The characters are the strongest aspect of this novel. Abbott, Lamb, Miss Silver herself are all handled well and amusingly. Wentworth is a good hand at sketching characters and the various suspects and victims are also well-drawn in this one.

The plot, though, was less successful. A French woman had all her wealth (in diamonds) stolen by an English soldier during the fall of France in 1940; after the war she comes to England to find the culprit. She succeeds, only to become the first victim. A second woman saw something, deduces who the murderer must have been, and she's also killed for her pains. So far, so good. But...

[Spoiler-y]

...the main problem is this: there are three possible suspects. But one of them is the romantic lead, and Patricia Wentworth is not the writer to have her romantic lead also be the killer. A second suspect is a chauffeur, and we all know that Golden Age detective novels can't have a servant as the killer. In any case he's too louche to be the killer; it would simply be too satisfying if he did it. So from quite early on, it's obvious who the actual murderer was.
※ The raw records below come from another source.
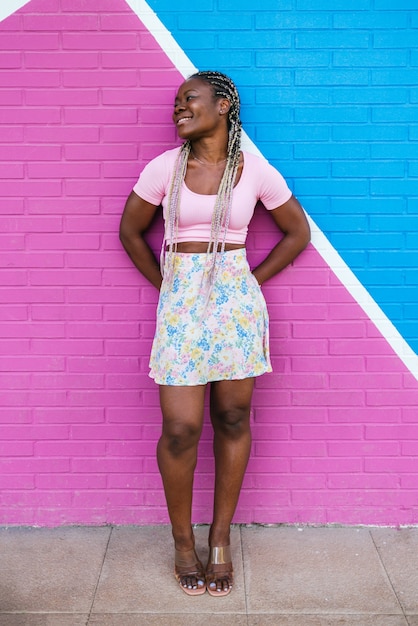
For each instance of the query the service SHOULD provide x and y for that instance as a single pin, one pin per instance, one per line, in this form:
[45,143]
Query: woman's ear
[224,107]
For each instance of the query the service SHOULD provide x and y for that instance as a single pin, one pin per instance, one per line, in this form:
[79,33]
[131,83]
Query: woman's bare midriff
[202,246]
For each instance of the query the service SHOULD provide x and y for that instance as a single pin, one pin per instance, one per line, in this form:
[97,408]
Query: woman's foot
[219,571]
[189,572]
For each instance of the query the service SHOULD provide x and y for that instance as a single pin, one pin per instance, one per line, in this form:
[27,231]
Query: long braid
[223,87]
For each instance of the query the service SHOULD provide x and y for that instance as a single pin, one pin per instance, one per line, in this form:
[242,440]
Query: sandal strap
[185,566]
[220,555]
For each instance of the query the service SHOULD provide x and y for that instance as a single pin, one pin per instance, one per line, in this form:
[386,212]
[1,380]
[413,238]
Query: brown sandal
[185,570]
[219,570]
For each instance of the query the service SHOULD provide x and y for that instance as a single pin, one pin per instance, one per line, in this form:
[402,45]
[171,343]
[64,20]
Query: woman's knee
[233,421]
[180,437]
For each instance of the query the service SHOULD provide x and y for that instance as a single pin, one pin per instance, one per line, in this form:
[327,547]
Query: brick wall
[329,97]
Also Wentworth violates Chekhov's rule about the gun: a gun over the fireplace in the first act must be fired in the third. The novel starts with a woman who listens in on the party line phone, but she never learns anything during the course of the novel. The whole way through I expected her to be the second or the third victim, and when I got to the end and she wasn't, I felt cheated.

[End spoiler-y]

Needless to say, Miss Silver solves it, with a touch of suspense at the end. It was fun, but I'm still deciding which Miss Silver novel I would recommend as a place to start.

Vintage Mystery Challenge. Gold. Where. Set in a small village. Half the mysteries I read could probably qualify for that category, but might as well use it!